Remedy's assessment: Unremedied

Mr Z is a Polish-Australian who moved to Australia with his wife and their 2-year-old son. After nearly 3 years, the family returned to Poland, with the intention of permanent relocation. However, Mrs Z soon changed her mind, and took the boy to Australia without his father’s consent. The couple divorced, with Polish courts granting sole custody of the child to his father, and the Family Court of Western Australia granting sole custody to his mother.

Mr Z applied under the Hague Convention on Civil Aspects of International Child Abduction for the return of his son to Poland. Eighteen months later, when his first application was unsuccessful, he applied under the Hague Convention for access and custody. The WA Family Court granted Mr Z supervised access to his son in Australia, two-and-a-half years after he had first applied.

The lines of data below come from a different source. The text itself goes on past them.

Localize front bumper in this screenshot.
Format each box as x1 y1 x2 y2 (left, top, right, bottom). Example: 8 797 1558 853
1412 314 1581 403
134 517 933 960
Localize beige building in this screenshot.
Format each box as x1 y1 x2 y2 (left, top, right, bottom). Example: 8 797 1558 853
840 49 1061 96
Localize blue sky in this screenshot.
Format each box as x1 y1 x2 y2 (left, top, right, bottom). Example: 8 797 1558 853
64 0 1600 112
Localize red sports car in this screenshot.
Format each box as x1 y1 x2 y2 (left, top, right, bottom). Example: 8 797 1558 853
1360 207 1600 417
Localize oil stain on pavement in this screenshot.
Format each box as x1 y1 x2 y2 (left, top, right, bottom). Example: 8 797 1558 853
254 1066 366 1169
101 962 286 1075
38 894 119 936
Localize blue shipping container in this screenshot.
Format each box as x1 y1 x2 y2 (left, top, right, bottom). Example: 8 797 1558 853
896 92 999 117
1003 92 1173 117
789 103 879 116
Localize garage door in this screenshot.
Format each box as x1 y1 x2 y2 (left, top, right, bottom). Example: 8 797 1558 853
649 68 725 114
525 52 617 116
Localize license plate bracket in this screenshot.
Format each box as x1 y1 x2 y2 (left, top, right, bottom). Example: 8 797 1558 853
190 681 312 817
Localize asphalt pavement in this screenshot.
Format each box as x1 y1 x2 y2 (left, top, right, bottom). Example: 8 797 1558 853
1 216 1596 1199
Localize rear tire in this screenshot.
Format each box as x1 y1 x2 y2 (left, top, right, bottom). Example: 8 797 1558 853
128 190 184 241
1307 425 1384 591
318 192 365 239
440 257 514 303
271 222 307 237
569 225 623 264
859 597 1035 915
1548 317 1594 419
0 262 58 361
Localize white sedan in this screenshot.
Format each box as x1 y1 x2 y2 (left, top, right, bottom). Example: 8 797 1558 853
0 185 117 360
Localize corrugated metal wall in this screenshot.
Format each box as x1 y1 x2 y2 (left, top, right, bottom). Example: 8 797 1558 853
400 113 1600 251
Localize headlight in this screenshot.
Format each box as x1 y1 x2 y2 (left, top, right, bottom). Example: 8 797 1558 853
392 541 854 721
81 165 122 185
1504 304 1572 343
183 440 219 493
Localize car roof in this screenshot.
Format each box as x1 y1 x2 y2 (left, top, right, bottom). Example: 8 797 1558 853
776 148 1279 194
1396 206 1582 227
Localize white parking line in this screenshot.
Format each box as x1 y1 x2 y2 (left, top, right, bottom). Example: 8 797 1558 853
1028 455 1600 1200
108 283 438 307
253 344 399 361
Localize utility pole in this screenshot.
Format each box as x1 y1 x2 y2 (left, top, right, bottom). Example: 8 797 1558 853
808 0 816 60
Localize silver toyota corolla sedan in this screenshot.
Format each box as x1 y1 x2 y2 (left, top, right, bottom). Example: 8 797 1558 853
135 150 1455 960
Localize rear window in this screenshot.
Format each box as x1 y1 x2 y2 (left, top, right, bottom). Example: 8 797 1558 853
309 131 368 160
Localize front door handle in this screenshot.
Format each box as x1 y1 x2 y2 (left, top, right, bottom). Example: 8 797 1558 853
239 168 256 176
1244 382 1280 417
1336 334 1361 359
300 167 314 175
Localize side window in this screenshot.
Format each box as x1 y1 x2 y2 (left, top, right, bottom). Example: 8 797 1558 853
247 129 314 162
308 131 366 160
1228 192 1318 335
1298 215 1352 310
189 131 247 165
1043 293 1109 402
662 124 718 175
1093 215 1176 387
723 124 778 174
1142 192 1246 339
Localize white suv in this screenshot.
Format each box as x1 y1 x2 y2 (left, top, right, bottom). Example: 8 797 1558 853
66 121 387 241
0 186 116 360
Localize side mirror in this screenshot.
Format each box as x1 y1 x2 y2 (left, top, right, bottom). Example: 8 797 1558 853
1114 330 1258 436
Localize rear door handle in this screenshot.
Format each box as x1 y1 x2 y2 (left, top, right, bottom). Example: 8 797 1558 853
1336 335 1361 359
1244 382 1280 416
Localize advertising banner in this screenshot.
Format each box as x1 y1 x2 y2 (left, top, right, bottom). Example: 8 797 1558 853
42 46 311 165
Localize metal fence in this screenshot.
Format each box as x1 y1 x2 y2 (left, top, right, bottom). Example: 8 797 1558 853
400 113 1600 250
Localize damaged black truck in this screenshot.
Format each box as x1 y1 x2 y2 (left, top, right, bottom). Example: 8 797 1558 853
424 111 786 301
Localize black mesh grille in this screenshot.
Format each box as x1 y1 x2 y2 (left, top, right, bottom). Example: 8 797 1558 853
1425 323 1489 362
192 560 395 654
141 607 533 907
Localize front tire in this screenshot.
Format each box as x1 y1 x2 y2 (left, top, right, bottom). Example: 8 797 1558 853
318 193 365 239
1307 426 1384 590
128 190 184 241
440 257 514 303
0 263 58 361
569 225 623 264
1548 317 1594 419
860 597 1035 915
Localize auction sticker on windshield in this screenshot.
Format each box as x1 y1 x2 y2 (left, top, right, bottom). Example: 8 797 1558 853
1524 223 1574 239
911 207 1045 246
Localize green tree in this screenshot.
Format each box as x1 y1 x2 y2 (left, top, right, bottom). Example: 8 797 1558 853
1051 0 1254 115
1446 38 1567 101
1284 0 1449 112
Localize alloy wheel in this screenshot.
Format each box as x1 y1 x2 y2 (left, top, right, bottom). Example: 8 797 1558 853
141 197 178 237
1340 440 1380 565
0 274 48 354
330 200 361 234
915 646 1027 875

The UN Human Rights Committee found that Australia’s failure to guarantee personal relations and regular contact between Mr Z and his son constituted arbitrary interference with family life and violation of the right of families and children to protection. Also, Australia’s failure to deal expeditiously with Mr Z’s custody and access applications amount to a violation of his rights concerning fair hearings. An effective remedy would include ensuring regular contact between father and son and compensation for the violations of their rights. Australia must also act to prevent similar violations recurring.